Could Dixon Carphone’s year get much worse? Shares in Europe’s largest consumer electronics and electricals retailer have fallen more than 50% in 2017, putting them among the worst decliners on London’s stock exchange.
Dixons has borne the brunt of Brexit-linked consumer inflation concerns due to strong dependence on big ticket items. Investor wariness was exacerbated by a profit warning in August, which the group said was chiefly due to mobile phone customers choosing to hold on to handsets for longer rather than upgrade. As a result, Dixons said pre-tax profits in the year to April would fall by as much as 28% to as low as £360m. At best, profits would be down 12% to £440m.
The group is set to report half-year results on Wednesday and profit expectations for these have been slashed even more sharply, given that Dixons typically books most income in the second half of the year.
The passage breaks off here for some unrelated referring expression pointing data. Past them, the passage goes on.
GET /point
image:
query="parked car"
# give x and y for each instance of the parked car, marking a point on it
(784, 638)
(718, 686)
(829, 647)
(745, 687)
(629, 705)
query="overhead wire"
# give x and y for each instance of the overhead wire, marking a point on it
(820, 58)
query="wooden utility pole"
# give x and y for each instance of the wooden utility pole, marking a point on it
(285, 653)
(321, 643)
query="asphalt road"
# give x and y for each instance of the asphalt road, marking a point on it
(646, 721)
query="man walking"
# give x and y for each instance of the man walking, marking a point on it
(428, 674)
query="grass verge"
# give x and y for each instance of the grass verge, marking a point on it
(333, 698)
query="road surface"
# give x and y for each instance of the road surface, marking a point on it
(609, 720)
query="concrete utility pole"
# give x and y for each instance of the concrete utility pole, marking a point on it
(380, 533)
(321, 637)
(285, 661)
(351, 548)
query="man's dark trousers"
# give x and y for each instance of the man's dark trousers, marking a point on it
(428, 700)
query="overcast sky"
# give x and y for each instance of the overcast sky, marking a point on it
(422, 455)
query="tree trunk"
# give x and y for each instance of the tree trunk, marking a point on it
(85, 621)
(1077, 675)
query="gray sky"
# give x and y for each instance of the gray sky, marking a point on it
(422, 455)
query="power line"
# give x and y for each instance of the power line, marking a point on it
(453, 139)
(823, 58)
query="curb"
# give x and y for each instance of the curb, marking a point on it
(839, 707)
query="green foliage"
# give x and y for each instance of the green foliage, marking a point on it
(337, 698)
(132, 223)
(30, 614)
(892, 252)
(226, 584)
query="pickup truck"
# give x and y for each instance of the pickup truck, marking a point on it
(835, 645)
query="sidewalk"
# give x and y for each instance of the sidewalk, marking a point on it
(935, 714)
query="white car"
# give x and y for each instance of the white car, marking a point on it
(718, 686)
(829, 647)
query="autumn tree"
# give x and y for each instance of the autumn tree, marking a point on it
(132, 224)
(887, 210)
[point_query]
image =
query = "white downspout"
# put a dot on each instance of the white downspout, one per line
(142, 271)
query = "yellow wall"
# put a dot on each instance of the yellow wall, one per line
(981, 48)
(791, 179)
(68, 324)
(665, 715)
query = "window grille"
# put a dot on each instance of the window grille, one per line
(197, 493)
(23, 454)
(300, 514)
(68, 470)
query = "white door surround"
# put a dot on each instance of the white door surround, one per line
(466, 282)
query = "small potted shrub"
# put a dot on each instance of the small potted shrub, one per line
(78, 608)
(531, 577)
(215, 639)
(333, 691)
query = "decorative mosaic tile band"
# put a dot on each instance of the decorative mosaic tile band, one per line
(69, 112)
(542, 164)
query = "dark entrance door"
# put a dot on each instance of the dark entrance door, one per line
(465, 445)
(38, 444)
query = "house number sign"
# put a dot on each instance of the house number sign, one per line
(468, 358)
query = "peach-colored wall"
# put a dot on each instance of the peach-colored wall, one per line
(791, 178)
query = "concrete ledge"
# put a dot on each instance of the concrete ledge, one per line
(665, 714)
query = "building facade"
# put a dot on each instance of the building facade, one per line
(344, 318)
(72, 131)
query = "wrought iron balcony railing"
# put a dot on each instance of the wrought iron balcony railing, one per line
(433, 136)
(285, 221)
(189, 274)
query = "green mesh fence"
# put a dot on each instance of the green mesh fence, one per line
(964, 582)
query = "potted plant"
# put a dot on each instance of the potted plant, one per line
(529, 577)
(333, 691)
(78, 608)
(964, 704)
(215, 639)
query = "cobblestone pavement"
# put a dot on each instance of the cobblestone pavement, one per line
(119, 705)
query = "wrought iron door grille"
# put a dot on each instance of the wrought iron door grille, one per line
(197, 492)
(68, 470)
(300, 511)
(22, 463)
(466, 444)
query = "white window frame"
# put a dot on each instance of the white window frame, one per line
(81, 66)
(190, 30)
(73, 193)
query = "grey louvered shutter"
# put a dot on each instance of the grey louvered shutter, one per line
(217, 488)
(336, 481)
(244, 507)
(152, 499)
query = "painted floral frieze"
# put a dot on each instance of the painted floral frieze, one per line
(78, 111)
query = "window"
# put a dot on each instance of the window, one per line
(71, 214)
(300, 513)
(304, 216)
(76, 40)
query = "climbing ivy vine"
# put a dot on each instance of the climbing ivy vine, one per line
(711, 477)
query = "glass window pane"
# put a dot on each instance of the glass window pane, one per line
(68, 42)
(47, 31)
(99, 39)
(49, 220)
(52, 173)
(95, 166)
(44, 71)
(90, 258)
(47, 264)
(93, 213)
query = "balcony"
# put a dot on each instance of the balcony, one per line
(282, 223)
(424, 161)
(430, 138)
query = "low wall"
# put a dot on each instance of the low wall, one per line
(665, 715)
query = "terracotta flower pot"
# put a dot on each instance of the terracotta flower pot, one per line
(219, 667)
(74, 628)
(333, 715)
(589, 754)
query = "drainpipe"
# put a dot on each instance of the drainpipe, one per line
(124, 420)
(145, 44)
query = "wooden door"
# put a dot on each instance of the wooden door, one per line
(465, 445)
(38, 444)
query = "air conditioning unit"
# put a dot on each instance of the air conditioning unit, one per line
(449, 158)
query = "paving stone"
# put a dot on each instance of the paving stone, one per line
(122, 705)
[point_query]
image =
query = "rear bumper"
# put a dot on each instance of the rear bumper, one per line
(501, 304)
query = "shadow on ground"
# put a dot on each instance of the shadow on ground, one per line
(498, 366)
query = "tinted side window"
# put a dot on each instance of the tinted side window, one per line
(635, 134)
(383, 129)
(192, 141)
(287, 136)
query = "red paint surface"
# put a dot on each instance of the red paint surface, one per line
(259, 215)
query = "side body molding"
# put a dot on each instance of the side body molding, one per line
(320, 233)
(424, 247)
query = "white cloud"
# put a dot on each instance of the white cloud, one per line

Average forecasts have clustered around £61m, almost 58% below H1 2016 earnings. The group has signalled that market pessimism has gone too far, though investors will also want to see underlying sales in the key UK and Ireland region keep pace with the 4% rate of Q1.
Low expectations could well be beaten, with a reflexive impact on the shares, which have recently been languishing near prices last seen in late 2009.
Dixons Carphone will release earnings for the first half of its 2017/18 financial year on Wednesday 13th December at 0700 GMT.